O recurso não considera apenas os 80% maiores recolhimentos dos últimos 24 anos, mas sim todos feitos ao longo do tempo de serviço. Assim, o INSS terá que corrigir essa aposentadoria em 249%. O aposentado H.J.F.A., 71, de Fazenda Nova, terá seu benefício corrigido de R$ 1.410 para R$ 4.935.
Segundo o advogado Murilo Aith, do escritório Aith, Badari e Luchin, “o juiz apontou que impor aos segurados regra de transição houve prejuízo”. “Ainda cabe recurso do INSS, mas estamos esperançosos”, disse Aith.
Atividade concomitante garante recálculo do valor
Uma outra alternativa para os aposentados é incluir os períodos concomitantes no cálculo do benefício. Mas o que é isso? São períodos recolhidos em duplicidade. Por exemplo, um vigilante que trabalhe por escala em mais de uma empresa vai recolher INSS nas duas atividades. Mas na hora do cálculo da aposentadoria, o instituto só leva em conta um valor. E é aí que entra a possibilidade de refazer a conta e garantir que o benefício suba um pouquinho.
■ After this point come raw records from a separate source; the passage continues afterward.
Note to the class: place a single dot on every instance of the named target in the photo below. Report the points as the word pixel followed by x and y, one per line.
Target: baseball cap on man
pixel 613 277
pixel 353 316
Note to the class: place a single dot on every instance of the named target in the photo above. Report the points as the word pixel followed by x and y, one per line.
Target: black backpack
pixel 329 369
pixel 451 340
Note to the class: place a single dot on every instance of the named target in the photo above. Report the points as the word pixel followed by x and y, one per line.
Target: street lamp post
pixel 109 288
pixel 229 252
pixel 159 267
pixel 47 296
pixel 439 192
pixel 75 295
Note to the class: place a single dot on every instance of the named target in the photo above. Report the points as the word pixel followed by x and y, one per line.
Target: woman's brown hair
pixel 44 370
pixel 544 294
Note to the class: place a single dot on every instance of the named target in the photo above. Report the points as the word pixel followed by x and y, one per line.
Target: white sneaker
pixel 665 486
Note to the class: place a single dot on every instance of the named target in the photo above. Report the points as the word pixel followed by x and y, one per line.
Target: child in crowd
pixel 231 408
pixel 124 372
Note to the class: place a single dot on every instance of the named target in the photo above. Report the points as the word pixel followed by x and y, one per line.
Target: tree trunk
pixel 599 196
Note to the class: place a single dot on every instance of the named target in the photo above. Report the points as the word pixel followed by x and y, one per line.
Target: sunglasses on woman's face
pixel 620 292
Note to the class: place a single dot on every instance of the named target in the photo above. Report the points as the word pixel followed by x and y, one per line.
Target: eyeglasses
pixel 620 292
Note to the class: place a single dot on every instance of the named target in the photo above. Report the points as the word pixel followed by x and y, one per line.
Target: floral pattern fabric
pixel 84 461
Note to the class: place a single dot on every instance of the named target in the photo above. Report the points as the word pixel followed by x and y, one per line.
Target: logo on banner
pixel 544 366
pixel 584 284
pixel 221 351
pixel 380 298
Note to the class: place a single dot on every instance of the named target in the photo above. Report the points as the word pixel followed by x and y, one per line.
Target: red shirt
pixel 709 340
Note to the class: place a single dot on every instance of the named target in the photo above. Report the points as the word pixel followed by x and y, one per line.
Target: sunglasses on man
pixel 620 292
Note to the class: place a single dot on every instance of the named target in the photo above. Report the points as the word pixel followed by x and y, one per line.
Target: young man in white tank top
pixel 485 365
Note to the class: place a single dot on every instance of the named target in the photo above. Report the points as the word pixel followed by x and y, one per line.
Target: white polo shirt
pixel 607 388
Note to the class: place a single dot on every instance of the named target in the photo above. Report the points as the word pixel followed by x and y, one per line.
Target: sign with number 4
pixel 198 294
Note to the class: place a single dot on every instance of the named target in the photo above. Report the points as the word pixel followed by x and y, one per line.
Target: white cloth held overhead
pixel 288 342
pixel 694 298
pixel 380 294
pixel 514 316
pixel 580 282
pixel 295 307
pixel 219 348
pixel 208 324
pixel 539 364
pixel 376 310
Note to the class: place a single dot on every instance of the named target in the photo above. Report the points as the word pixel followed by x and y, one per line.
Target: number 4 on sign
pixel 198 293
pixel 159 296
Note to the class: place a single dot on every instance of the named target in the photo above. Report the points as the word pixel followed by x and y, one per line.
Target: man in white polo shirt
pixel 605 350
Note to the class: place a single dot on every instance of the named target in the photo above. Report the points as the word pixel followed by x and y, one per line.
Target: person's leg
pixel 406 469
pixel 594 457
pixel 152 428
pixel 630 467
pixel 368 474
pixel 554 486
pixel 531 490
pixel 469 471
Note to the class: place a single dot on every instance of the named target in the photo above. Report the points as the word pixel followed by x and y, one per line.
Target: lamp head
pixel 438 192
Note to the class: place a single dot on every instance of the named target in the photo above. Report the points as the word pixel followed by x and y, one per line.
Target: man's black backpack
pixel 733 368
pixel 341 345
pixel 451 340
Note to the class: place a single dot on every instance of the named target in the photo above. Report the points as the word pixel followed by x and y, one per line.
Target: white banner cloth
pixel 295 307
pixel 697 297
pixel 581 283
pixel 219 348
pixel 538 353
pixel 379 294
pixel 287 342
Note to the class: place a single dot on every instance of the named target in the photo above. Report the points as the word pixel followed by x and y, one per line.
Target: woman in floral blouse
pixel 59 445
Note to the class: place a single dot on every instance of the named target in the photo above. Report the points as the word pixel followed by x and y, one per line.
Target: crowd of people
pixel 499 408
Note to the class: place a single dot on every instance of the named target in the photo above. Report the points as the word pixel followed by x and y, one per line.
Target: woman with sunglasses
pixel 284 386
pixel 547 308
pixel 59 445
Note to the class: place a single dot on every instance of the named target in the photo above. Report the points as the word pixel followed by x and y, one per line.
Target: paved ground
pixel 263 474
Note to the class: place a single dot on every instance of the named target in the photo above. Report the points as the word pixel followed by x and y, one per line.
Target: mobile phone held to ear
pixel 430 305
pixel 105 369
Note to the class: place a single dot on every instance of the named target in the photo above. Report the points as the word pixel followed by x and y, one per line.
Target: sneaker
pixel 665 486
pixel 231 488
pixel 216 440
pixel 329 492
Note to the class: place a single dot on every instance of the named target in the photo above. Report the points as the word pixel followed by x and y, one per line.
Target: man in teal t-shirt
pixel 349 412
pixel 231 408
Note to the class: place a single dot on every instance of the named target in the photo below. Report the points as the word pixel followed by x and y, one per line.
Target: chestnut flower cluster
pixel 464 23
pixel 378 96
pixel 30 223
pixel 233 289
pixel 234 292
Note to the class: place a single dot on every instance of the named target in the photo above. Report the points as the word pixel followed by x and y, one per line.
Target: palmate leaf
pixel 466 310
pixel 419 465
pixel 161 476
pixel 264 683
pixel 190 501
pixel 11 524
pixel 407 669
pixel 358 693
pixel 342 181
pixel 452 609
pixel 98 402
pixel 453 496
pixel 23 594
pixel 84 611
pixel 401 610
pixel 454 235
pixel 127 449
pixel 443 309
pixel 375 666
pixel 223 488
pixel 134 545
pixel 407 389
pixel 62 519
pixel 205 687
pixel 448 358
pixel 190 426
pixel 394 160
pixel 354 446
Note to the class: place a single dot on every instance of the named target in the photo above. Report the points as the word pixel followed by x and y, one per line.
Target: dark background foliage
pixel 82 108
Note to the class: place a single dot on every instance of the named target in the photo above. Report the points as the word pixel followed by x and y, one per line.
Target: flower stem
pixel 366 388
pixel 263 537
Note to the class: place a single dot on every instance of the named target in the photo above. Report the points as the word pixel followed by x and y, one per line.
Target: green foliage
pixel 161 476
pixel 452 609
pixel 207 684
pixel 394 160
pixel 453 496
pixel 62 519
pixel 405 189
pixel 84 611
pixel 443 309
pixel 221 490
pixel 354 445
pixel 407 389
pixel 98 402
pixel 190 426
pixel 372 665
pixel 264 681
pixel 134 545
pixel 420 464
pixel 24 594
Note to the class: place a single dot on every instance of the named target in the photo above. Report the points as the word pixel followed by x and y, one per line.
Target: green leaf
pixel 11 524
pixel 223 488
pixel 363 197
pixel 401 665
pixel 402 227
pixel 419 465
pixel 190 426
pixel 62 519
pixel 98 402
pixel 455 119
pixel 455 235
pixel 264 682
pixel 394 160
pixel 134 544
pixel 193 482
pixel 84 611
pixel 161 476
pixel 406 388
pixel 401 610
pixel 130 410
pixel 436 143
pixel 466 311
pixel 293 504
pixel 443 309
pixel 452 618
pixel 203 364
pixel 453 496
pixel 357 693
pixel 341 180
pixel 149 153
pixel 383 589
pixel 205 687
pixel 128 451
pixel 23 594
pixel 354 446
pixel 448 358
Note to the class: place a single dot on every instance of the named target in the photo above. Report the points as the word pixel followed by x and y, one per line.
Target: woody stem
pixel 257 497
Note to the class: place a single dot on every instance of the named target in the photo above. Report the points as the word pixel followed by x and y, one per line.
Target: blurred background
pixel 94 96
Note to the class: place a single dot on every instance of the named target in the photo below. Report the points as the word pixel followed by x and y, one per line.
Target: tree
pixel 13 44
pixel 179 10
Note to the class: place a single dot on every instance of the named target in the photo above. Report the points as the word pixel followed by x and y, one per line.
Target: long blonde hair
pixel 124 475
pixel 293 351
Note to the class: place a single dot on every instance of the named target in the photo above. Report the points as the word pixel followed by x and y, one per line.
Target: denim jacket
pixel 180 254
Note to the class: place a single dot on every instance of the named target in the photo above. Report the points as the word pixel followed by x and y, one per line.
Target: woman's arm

Decisão do Juizado Especial Federal de São Paulo garantiu à aposentada R.S.G.G., 57 anos, o recálculo do benefício. Ao conceder o pagamento mensal, o INSS não levou em consideração os vínculos empregatícios concomitantes, ou seja, não somou as contribuições do outro emprego.
“O erro cometido pelo INSS se deu quando do cálculo da renda mensal de sua aposentadoria. Foram considerados como atividades principais os vínculos na Secretaria de Saúde de São Paulo e do Governo do Estado de São Paulo, deixando de contabilizar as remunerações referentes à empresa Sesi – Serviço Social da Industria”, explica Murilo Aith.
“Após o julgamento da ação totalmente procedente, e o INSS não ter apresentado recurso, a sentença se tornou definitiva após o trânsito em julgado”, afirma o advogado. O benefício será corrigido em 17,89%, passando de R$ 2.352 para R$ 2.773.
Requerimento agora é feito pela internet
O caminho para conseguir as revisões pode ser longo mas, segundo especialistas em Direito Previdenciário, tende a valer a pena. O primeiro passo para reivindicar o aumento é entrar com o pedido administrativo de revisão no INSS, que a partir de hoje será feito pelo próprio segurado pela internet. Caso seja indeferido, o que é comum, o recurso passa a ser na Justiça.
Mas existem prazos para requerer as revisões no posto. A lei estipula período de dez anos. Caso o benefício tenha sido concedido há mais de uma década, o INSS não aceita sequer a abertura do processo de revisão. Mas, atenção: tem uma “pegadinha”. Esse prazo não se aplica às situações que não foram analisadas pelo INSS na concessão do benefício.
Na hora de buscar o direito à revisão do benefício da Previdência é preciso ficar atento para não cair em golpes. O DIA tem noticiado os diversos tipos de golpes que os “espertinhos” tentam aplicar em pessoas que estão em busca do benefício.
Cartazes espalhados por muros prometem facilidades na hora de pedir a aposentadoria ou resolver pendências no INSS como as revisões. Fique atento e fuja disso.